Pour un plus ample exposé des moyens et prétentions des parties, la cour renvoie aux dernières conclusions signifiées conformément à l'article 455 du code de procédure civile.

SUR CE,

La société Française de gastronomie soulève l'irrecevabilité de l'appel sans soutenir le moindre moyen au soutien de sa fin de non-recevoir. Aucun moyen n'étant susceptible d'être relevé d'office, il convient de déclarer l'appel de la société Gorioux-Faro & associés recevable.

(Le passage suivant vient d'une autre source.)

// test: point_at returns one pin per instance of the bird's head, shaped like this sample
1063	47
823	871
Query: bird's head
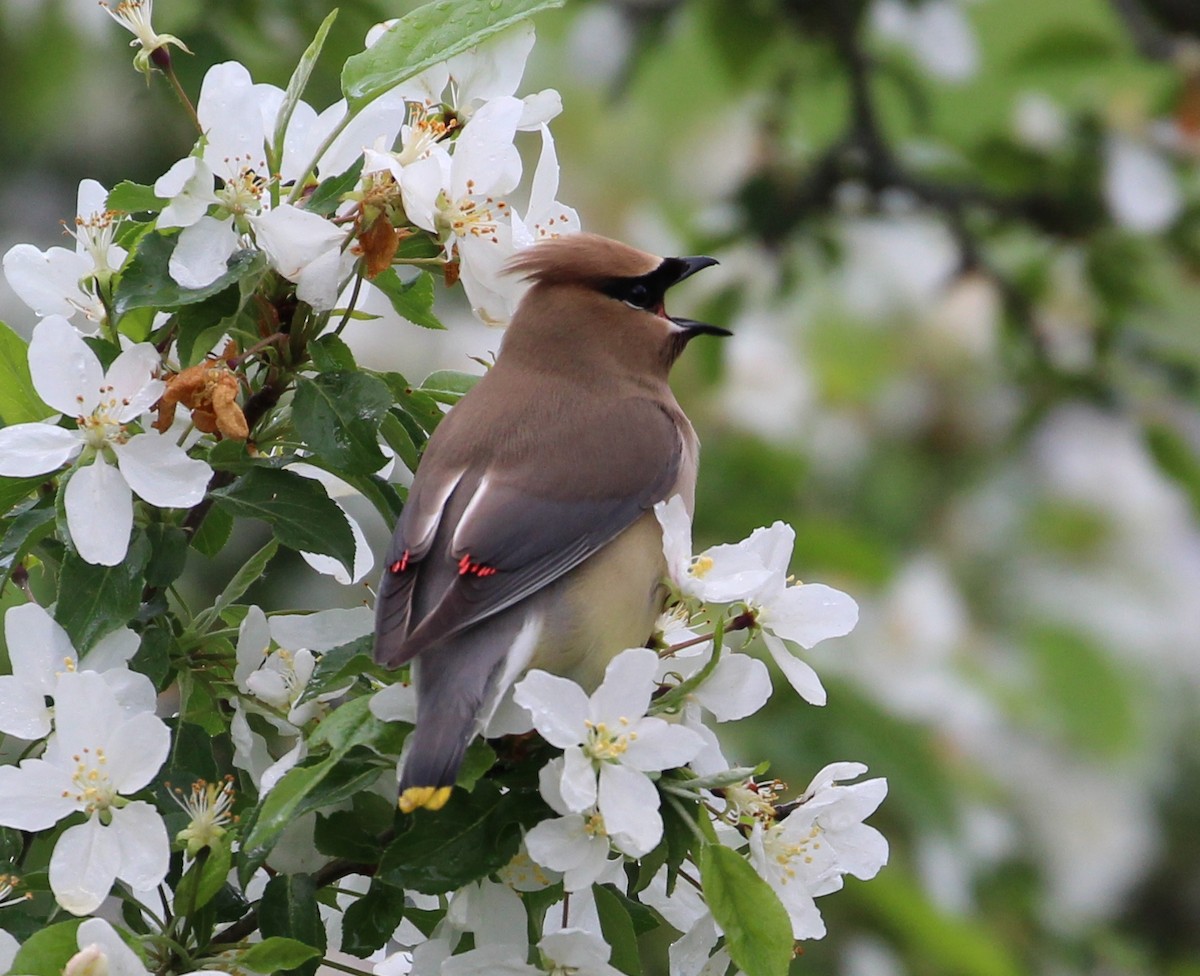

Sur les préjudices invoqués par la société Française de gastronomie en sa qualité de cocontractant de la société Larzul :

La société Française de gastronomie affirme que les manquements qu'elle reproche au commissaire aux comptes - tenant au défaut de mention dans son rapport relative à la rupture, intervenue le 17 octobre 2007, des contrats d'agence commerciale et de distribution, conclus avec la société Larzul le 31 janvier 2005, et à l'absence de procédure d'alerte - ont été à l'origine d'une perte de chance subie par elle d'éviter la rupture de ces contrats.

La société Gorioux-Faro & associés soutient que la société Française de gastronomie est d'ores et déjà indemnisée du préjudice allégué résultant de la rupture des contrats en cause, et ce compte tenu des décisions de la cour d'appel de Paris, et que le préjudice dont se prévaut la société Française de gastronomie n'est ni actuel ni certain mais éventuel et qu'il ne peut s'apprécier qu'à l'aune de la perte de chance qui doit être réelle, certaine et sérieuse.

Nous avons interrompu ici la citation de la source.